Conditions pour bénéficier du droit à l’oubli

Ce paragraphe situe le lien entre droit à l’oubli et acceptation de l’assurance emprunteur. Le droit à l’oubli permet parfois d’écarter des antécédents au-delà d’un délai fixé par la convention. Les bénéficiaires récents doivent vérifier les conditions précises auprès de leur assureur pour confirmer leur situation.

Critères d’éligibilité simplifiés :

  • Délai de rémission respecté pour certaines maladies
  • Montant du prêt dans les plafonds fixés
  • Age de l’emprunteur compatible avec les grilles

Situation médicale Acceptation standard Acceptation AERAS Mesure possible
Cancer traité depuis plusieurs années Souvent exclusion Possible acceptation sans surprime Application du droit à l’oubli si délais respectés
Diabète stabilisé Souvent surprime Acceptation modulée Surprime ou exclusions partielles possibles
Antécédent cardiaque Variable selon gravité Réexamen approfondi Examens complémentaires requis
Transplantation antérieure Refus fréquent Examen au niveau 3 possible Alternatives à envisager avec le prêteur

« Après ma rémission, le droit à l’oubli m’a permis de demander un prêt sereinement. »

Marc N.

Liste de vérification santé :

  • Rassembler comptes rendus médicaux essentiels
  • Comparer offres d’assurance et conditions
  • Consulter un courtier spécialisé si nécessaire

Options complémentaires, surprime et exclusion de garantie

Après l’examen des critères médicalisés, il faut analyser les réponses contractuelles des assureurs. Les principales mesures prises sont la surprime et l’exclusion de garantie, adaptées au profil de risque. Selon Crédit Agricole, ces mesures restent préférées aux refus systématiques quand l’assurabilité peut être modulée.
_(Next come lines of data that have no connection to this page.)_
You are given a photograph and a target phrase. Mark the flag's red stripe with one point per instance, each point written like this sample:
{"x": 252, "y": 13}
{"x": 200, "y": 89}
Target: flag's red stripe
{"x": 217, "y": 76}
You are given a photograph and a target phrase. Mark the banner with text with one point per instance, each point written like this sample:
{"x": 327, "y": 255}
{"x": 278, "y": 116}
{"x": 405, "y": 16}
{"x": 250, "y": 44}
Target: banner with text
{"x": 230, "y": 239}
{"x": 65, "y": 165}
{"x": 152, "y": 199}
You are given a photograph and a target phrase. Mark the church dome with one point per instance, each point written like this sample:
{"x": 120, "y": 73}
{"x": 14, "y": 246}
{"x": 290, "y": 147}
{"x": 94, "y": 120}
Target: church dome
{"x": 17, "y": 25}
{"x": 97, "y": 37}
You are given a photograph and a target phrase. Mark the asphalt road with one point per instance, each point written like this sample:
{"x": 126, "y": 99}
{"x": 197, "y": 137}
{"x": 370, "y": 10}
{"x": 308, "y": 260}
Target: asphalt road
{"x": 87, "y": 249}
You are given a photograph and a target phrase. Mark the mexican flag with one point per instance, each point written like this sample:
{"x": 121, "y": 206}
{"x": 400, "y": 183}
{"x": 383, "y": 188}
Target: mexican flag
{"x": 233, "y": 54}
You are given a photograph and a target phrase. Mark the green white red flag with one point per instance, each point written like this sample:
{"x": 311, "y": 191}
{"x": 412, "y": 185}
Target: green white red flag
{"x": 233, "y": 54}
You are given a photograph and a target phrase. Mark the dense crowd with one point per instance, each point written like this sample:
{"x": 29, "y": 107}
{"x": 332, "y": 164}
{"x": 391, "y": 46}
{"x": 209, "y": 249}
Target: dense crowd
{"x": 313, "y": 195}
Quand la surprime est proposée

Ce paragraphe explicite la logique d’imposition d’une surprime par rapport au risque évalué. La surprime compense un taux de mortalité ou de morbidité supérieur à la moyenne attendue par l’assureur. L’ampleur de la surprime dépend de l’état de santé, des traitements en cours, et des perspectives médicales du candidat.

« Mon courtier m’a aidé à négocier une surprime acceptable avec plusieurs assureurs. »

Julie N.

Solutions alternatives en cas d’impossibilité d’assurance

Ce passage relie le refus d’assurance aux solutions concrètes proposées par les prêteurs et les emprunteurs. Si aucune proposition n’est possible, il convient d’envisager une caution, une hypothèque, ou le nantissement d’un contrat. Ces alternatives permettent souvent de sécuriser le prêt immobilier sans couverture standard.

Recommandations pratiques finales :

  • Consulter un spécialiste avant de signer une offre
  • Demander toujours les motifs médicaux écrits
  • Comparer plusieurs propositions d’assurance

« L’avis d’un expert a transformé ma recherche en solution concrète et adaptée. »

Laurent N.

Source : « La Convention AERAS », aeras, 2024 ; Crédit Agricole, « La Convention AERAS actualisée », Crédit Agricole, 2025 ; Coover, « Comment bénéficier de la convention Aeras ? (Mise à jour 2026) », Coover, 2026.